Soal Penutupan 25 SPPG, KAMMI Gorontalo: Bukti Program MBG Gagal Dijalankan di Daerah

oleh -113 Dilihat
banner 468x60

Gorontalo – Kesatuan Aksi Mahasiswa Muslim Indonesia (KAMMI) Wilayah Gorontalo menyampaikan kritik keras terhadap penutupan sementara 25 Satuan Pelayanan Pemenuhan Gizi (SPPG) oleh Badan Gizi Nasional. Temuan ini dinilai sebagai bukti nyata bahwa penyelenggaraan program Makan Bergizi Gratis (MBG) di Gorontalo tidak berjalan sebagaimana mestinya.

Sidak Wakil Gubernur Gorontalo Idah Syahidah Rusli Habibie pada Rabu (8/4/2026) mengungkapkan bahwa puluhan SPPG tidak memenuhi standar dasar, termasuk ketiadaan atau ketidaksesuaian Instalasi Pengolahan Air Limbah (IPAL) dan tidak adanya Sertifikat Laik Higiene Sanitasi (SLHS).

Kepala Bidang Pengembangan Sumber Daya Manusia Strategis (PSDMS) KAMMI Wilayah Gorontalo, Fandi Mohamad, menilai jumlah SPPG yang ditutup begitu besar dan menunjukkan adanya kegagalan pengawasan serta ketidaksiapan penyelenggara program.

“Mari kita jujur saja, 25 SPPG yang ditutup itu bukan angka kecil. Ini cukup menjadi data bahwa implementasi program MBG di Gorontalo gagal dijalankan dengan benar,” tegas Fandi.

Ia menilai bahwa persoalan ini bukan semata-mata kesalahan teknis, melainkan hasil dari pengelolaan yang tidak profesional sejak awal.

“Program yang melibatkan makanan untuk anak sekolah seharusnya punya standar ketat. Kalau IPAL dan SLHS saja tidak beres, bagaimana kita memastikan keamanan makanan yang mereka konsumsi setiap hari?” lanjutnya.

Fandi menilai pemerintah daerah dan pihak SPPG telah lalai memastikan kesiapan sejak program dimulai.

“Ini bukan program kecil. Ini menyangkut kesehatan ribuan siswa. Kelalaian seperti ini tidak bisa ditoleransi. Pemerintah dan pengelola SPPG harus bertanggung jawab dan memperbaiki total sistem kerja mereka,” katanya.
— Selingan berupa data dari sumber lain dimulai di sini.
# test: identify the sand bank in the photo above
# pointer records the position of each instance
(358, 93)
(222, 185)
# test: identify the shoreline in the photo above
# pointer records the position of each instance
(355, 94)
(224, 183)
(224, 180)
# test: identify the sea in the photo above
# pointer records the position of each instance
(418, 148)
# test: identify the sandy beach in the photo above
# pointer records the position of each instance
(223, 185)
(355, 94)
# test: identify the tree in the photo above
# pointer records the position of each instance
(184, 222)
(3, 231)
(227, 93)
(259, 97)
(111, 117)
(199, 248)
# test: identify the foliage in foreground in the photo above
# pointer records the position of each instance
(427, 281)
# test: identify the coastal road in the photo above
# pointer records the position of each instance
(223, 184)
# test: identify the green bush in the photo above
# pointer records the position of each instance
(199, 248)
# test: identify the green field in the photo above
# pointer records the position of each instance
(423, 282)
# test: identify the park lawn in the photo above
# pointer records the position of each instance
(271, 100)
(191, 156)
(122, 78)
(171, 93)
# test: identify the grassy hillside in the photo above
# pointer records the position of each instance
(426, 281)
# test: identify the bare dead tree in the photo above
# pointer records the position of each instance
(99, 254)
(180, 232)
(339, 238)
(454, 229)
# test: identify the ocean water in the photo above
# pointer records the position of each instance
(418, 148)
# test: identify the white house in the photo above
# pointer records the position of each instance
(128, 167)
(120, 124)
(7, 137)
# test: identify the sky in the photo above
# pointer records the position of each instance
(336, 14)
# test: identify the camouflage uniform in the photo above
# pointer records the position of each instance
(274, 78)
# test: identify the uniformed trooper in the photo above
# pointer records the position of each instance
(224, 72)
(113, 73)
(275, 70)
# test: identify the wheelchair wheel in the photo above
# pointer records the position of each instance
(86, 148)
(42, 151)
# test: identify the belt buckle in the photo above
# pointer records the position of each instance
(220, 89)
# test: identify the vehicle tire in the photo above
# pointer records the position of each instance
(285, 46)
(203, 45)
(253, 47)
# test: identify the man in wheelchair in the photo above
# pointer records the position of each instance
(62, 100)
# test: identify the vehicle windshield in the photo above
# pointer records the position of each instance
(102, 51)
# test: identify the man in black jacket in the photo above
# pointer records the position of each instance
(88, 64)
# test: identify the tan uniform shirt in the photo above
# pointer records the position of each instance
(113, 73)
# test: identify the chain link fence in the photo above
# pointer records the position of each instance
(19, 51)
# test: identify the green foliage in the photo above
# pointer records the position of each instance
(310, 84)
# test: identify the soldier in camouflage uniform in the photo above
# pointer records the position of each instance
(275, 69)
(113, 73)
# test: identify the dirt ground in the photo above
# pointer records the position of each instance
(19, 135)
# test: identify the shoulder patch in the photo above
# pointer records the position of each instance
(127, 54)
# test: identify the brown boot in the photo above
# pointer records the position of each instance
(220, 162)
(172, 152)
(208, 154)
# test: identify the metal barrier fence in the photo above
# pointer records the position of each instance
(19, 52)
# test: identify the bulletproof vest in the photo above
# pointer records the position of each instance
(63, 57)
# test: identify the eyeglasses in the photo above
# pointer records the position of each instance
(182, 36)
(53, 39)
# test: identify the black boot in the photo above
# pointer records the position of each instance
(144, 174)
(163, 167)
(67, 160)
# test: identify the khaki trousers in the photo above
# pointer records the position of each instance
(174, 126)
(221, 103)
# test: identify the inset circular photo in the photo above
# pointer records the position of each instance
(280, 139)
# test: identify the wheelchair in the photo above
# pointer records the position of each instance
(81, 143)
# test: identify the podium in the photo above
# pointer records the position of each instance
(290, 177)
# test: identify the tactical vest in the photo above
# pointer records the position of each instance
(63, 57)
KAMMI meminta pemerintah melakukan pembenahan menyeluruh dengan pengawasan ketat, bukan hanya menunggu sampai masalah meledak.

Fandi juga mengapresiasi langkah sidak yang dilakukan Wakil Gubernur, namun menilai bahwa tindakan ini harus ditindaklanjuti dengan pembinaan yang lebih serius dan sistematis.

“Kami mendesak pemerintah untuk melakukan pembinaan yang benar-benar substansial, bukan sekadar seremoni. Kepala SPPG harus mendapatkan pendampingan teknis yang memadai, terutama soal standar sanitasi, kualitas bahan pangan, dan manajemen dapur,” ujarnya.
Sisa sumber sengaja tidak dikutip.